Home  /  Products  /  Features  /  Factor variables

Stata handles factor (categorical) variables elegantly. You can prefix a variable with i. to specify indicators for each level (category) of the variable. You can put a # between two variables to create an interaction–indicators for each combination of the categories of the variables. You can put ## instead to specify a full factorial of the variables—main effects for each variable and an interaction. If you want to interact a continuous variable with a factor variable, just prefix the continuous variable with c.. You can specify up to eight-way interactions.

We run a linear regression of cholesterol level on a full factorial of age group and whether the person smokes along with a continuous body mass index (bmi) and its interaction with whether the person smokes.

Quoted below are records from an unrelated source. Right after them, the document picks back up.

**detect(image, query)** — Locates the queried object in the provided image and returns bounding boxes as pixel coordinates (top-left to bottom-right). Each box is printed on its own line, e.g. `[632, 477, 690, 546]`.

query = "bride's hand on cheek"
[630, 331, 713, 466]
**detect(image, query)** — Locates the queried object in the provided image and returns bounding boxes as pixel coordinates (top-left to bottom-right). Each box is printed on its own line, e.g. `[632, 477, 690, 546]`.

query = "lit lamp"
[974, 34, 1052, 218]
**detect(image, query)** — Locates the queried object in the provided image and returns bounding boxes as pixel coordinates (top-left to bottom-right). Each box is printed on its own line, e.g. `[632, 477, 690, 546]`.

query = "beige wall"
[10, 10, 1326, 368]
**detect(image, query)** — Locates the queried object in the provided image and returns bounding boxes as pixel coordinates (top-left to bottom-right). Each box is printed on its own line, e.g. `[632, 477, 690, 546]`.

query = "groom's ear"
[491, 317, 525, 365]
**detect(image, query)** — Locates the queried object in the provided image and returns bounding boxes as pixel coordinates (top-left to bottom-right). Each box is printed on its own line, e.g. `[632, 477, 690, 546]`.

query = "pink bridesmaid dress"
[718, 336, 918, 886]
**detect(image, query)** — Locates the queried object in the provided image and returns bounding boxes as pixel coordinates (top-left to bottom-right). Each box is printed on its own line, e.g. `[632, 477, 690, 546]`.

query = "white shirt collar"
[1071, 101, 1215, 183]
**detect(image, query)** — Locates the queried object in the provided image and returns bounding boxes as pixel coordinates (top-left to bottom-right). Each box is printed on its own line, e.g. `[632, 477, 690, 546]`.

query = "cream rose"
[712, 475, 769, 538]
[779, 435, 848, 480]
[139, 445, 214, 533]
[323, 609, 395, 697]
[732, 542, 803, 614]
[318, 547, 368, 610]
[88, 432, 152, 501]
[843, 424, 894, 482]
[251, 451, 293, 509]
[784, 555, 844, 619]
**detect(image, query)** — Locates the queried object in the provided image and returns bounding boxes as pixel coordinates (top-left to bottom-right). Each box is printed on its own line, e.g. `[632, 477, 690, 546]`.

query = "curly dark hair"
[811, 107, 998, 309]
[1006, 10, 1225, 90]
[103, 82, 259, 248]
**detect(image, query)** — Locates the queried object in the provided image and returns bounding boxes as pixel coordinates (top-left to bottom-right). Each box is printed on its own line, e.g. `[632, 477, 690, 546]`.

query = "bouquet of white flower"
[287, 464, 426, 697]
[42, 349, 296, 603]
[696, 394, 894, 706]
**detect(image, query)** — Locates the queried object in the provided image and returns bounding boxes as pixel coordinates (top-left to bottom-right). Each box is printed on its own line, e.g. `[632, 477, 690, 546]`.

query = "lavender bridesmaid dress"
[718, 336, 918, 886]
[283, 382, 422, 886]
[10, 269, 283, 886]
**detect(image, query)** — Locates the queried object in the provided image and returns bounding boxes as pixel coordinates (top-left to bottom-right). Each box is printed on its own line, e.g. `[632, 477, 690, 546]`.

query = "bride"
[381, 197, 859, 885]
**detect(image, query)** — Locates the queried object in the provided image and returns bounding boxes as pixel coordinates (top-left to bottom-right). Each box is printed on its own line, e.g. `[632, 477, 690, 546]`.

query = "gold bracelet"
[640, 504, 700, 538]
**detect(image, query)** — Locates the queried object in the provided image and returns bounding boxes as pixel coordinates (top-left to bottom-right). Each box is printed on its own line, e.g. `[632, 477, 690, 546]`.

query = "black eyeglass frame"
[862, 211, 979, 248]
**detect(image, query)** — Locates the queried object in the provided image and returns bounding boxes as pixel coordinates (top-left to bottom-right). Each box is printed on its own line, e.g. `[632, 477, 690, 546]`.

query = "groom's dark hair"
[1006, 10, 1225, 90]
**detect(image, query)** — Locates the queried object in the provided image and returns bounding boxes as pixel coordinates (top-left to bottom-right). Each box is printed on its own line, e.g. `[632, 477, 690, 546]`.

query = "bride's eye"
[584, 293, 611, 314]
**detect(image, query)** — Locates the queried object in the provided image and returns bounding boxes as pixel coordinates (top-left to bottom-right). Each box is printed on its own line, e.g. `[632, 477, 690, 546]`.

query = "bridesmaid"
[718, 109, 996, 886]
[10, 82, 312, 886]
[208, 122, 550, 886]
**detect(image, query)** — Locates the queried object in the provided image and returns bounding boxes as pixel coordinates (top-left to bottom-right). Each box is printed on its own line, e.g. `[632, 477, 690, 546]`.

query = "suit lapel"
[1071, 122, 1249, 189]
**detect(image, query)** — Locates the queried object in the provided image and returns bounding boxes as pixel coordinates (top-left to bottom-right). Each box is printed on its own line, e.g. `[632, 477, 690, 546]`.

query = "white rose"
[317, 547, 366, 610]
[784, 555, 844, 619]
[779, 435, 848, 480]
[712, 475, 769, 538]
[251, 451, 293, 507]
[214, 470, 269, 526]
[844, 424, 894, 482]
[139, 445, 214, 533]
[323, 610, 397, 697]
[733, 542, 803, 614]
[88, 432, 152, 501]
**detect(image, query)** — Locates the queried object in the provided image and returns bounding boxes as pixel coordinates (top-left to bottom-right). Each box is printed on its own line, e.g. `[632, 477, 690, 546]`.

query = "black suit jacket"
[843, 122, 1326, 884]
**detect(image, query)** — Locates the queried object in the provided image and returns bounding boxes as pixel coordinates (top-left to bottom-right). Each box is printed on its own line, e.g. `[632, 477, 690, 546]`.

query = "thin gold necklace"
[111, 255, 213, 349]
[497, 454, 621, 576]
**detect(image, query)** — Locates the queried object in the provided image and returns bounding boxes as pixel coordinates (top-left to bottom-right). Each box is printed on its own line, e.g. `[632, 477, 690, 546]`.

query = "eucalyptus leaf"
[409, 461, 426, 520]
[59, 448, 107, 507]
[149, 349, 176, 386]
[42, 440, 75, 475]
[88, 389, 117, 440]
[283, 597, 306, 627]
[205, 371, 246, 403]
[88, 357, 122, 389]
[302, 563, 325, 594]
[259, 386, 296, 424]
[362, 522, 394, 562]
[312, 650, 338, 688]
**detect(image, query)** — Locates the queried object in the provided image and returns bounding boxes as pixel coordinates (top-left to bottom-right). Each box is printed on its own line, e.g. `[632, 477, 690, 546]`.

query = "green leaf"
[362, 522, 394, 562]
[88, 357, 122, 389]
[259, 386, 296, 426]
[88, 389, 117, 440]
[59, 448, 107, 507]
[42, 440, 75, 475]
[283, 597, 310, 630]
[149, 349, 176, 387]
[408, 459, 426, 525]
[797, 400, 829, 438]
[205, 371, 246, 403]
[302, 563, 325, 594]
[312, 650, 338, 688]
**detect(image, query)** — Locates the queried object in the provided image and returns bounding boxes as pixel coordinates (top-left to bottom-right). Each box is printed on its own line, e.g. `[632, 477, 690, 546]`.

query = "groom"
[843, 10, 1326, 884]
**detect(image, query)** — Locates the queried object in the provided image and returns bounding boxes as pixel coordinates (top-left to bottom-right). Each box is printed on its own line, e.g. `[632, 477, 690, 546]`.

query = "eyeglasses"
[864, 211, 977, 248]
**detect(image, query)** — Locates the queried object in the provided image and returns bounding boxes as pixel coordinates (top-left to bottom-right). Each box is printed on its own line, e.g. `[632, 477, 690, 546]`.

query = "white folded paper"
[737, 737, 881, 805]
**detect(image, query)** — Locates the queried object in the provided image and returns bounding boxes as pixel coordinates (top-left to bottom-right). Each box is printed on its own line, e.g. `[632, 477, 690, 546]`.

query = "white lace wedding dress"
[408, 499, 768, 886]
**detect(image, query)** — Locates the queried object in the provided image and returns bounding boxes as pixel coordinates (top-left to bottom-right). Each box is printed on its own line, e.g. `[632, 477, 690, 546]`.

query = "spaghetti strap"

. regress cholesterol i.smoker##agegrp bmi i.smoker#c.bmi

Source SS df MS Number of obs = 4,049
F(9, 4039) = 15.30
Model 137.845627 9 15.3161808 Prob > F = 0.0000
Residual 4044.55849 4,039 1.0013762 R-squared = 0.0330
Adj R-squared = 0.0308
Total 4182.40412 4,048 1.0332026 Root MSE = 1.0007
cholesterol Coefficient Std. err. t P>|t| [95% conf. interval]
smoker
smoker -.7699108 .337665 -2.28 0.023 -1.431921 -.1079012
 
agegrp
45-49 .1554985 .0620537 2.51 0.012 .0338391 .2771579
50-54 .1838839 .0618467 2.97 0.003 .0626303 .3051375
55-59 .1746813 .0763244 2.29 0.022 .0250433 .3243193
 
smoker#agegrp
smoker#45-49 -.118553 .1367914 -0.87 0.386 -.3867396 .1496336
smoker#50-54 -.1332379 .1363604 -0.98 0.329 -.4005796 .1341038
smoker#55-59 -.2466412 .1717679 -1.44 0.151 -.5834009 .0901185
 
bmi .0253916 .0059336 4.28 0.000 .0137585 .0370246
 
smoker#c.bmi
smoker .0501707 .0129223 3.88 0.000 .0248358 .0755055
 
_cons 5.437234 .1520921 35.75 0.000 5.139049 5.735418

We could have used parenthesis binding, to type the same model more briefly:

. regress cholesterol smoker##(agegrp c.bmi)

Base levels can be changed on the fly: i.agegrp uses the default base level of 1, whereas b3.agegrp makes 3 the base level.

The level indicator variables are not created in your dataset, saving lots of space.

Factor variables are integrated deeply into Stata’s processing of variable lists, providing a consistent way of interacting with both estimation and postestimation commands.